While hiPS cell derived cardiomyocytes (hiPS-CMs) have been used for cardiac regeneration therapy, there are currently significant limitations, which include a very low percentage of engraftment success and cell survival. Insufficient blood and oxygen delivery is one of the most important causes of poor engraftment. To address this challenge, we will test the feasibility of a cardiac patch, seeded with hiPS-CMs on a biodegradable scaffold composed of a polyglycolic acid (PGA) and a 50:50 poly (l-lactic-co-ε-caprolactone) copolymer (PLCL), to grow into neo-tissue. This cardiac patch was implanted onto a right ventricular outflow tract (RVOT) wall defect created in an immunocompromised rat heart, so that the patch will receive blood supply directly from the luminal surface. The purpose of this study is to demonstrate the feasibility and application of this tissue-engineered patch in the repair of a cardiac defect using rat RVOT reconstruction model.

Methods

Cell culture

The hiPS-CMs were obtained commercially (Cellular Dynamics International (CDI), Madison, Wisconsin). To perform immunofluorescent staining the hiPS-CMs were cultured on a 4 well chamber mounted on glass slides with a cover (Chember Slide System; nunc, NY, USA) at a density of 1.0 × 105 cells for 1 week. Cell culture media (iCell Cardiomyocytes Maintenance Medium: CDI) was changed every 2 days. The hiPS-CMs were labeled with a red fluorescent protein, which allowed us to track the engraftment of the cells.

Preparation of tissue-engineered cardiac patch

A scaffold composed of a woven fabric of polyglycolic acid (PGA) and a 50:50 poly(l-lactic-co-ε-caprolactone) copolymer (PLCL) was constructed as previously described [9]. The scaffold is more than 80% porous and 0.6 to 0.7 mm in thickness. The hiPS-CMs were cultured on the biodegradable patch with a diameter of 6 mm at a density of 2.0 × 105 cells for 1 week. Cell culture media was changed every 2 days.

Animal model and surgical implantation

All animals received humane care in compliance with the National Institutes of Health (NIH) guideline for the Care and Use of Laboratory Animals. The Institutional Animal Care and Use Committee at Nationwide Children’s Hospital approved the use of animals and all procedures described in this study. Nude athymic rats were purchased from Jackson Laboratories (Bar Harbor, ME) and used for all experiments in the present study.

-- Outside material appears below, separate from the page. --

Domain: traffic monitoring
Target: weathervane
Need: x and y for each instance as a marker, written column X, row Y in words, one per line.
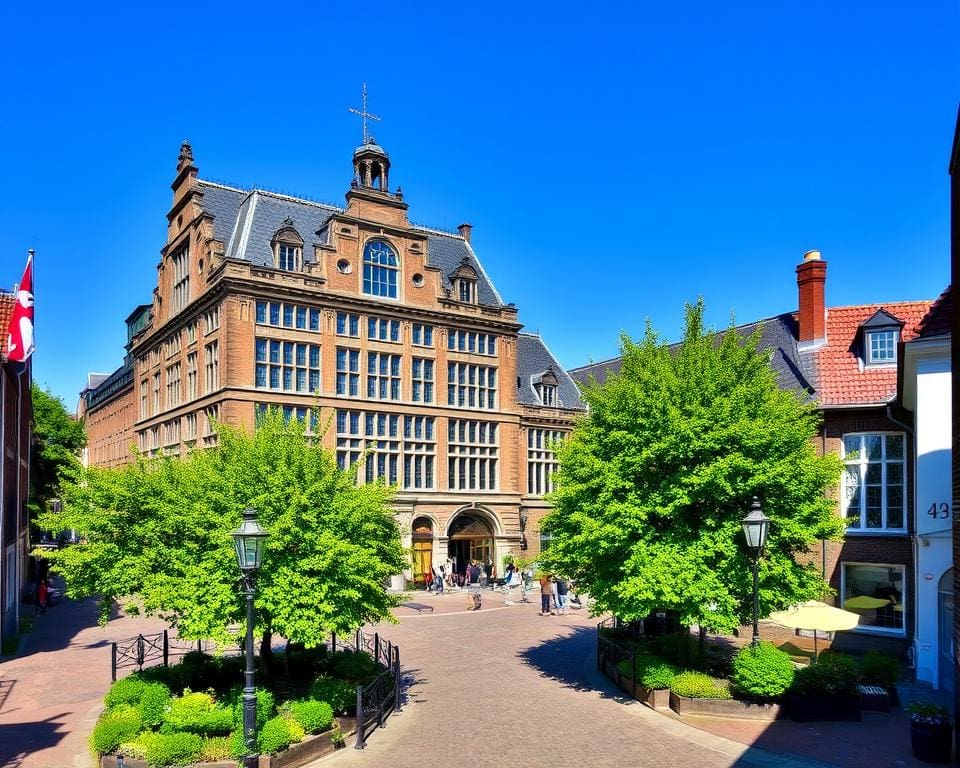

Adult male nude athymic rats weighing 230–300 g were used for the right ventricular outflow tract (RVOT) reconstruction procedure as previously described [10]. Briefly, anesthesia was obtained with ketamine (50 mg/kg, i.p) and xylazine (5 mg/kg, i.p); it was maintained using isoflurane (1.5%) in oxygen. The animals were intubated with a 16-gauge catheter and respiration was maintained at 60 cycles/min with a tidal volume of 2.5 ml. The surgical procedure was performed using aseptic techniques with sterile instruments. First, the skin of the chest was sterilized with a povidone-iodine solution and the heart was exposed through a median sternotomy. A purse string suture, with a diameter slightly larger than 6.0 mm, was placed in the free wall of the RVOT with Prolene 7-0 polypropylene sutures (Ethicon, Somerville, NJ, USA). Both ends of the suture were passed through a 22-gauge plastic vascular cannulae, which was used as a tourniquet. The tourniquet was tightened and the distended part of the RVOT wall inside the purse string suture was resected. To indicate that a transluminal defect had been created in the RVOT, the tourniquet was briefly released to determine whether massive bleeding occurred. Next, the cardiac patch was sutured along the margin of the purse string suture with 7-0 polypropylene over-and-over sutures to cover the defect in the RVOT. After completion of suturing, the tourniquet was released and the purse string suture was removed. Fibrin glue (Evicel; Ethicon) was applied to the patch as well as the suture line. After expanding the lungs using positive end-expiratory pressure, the sternum was closed parasternally with four interrupted Prolene 5-0 polypropylene sutures (Ethicon). The muscle layer and skin were closed with Vicryl 4-0 absorbable sutures (Ethicon). The first 3 days after surgery, buprenorphine (0.05 mg/kg) analgesia and cefuroxime (100 mg/kg) antibiotic were administered twice a day subcutaneously. Animals were randomly divided into 2 groups of 10 animals each: 1. hiPS-CM seeded group, and 2. Unseeded group. Two animals in each group were sacrificed at 4 and 8 weeks postsurgery and 6 animals in each group were sacrificed at 16 weeks postsurgery.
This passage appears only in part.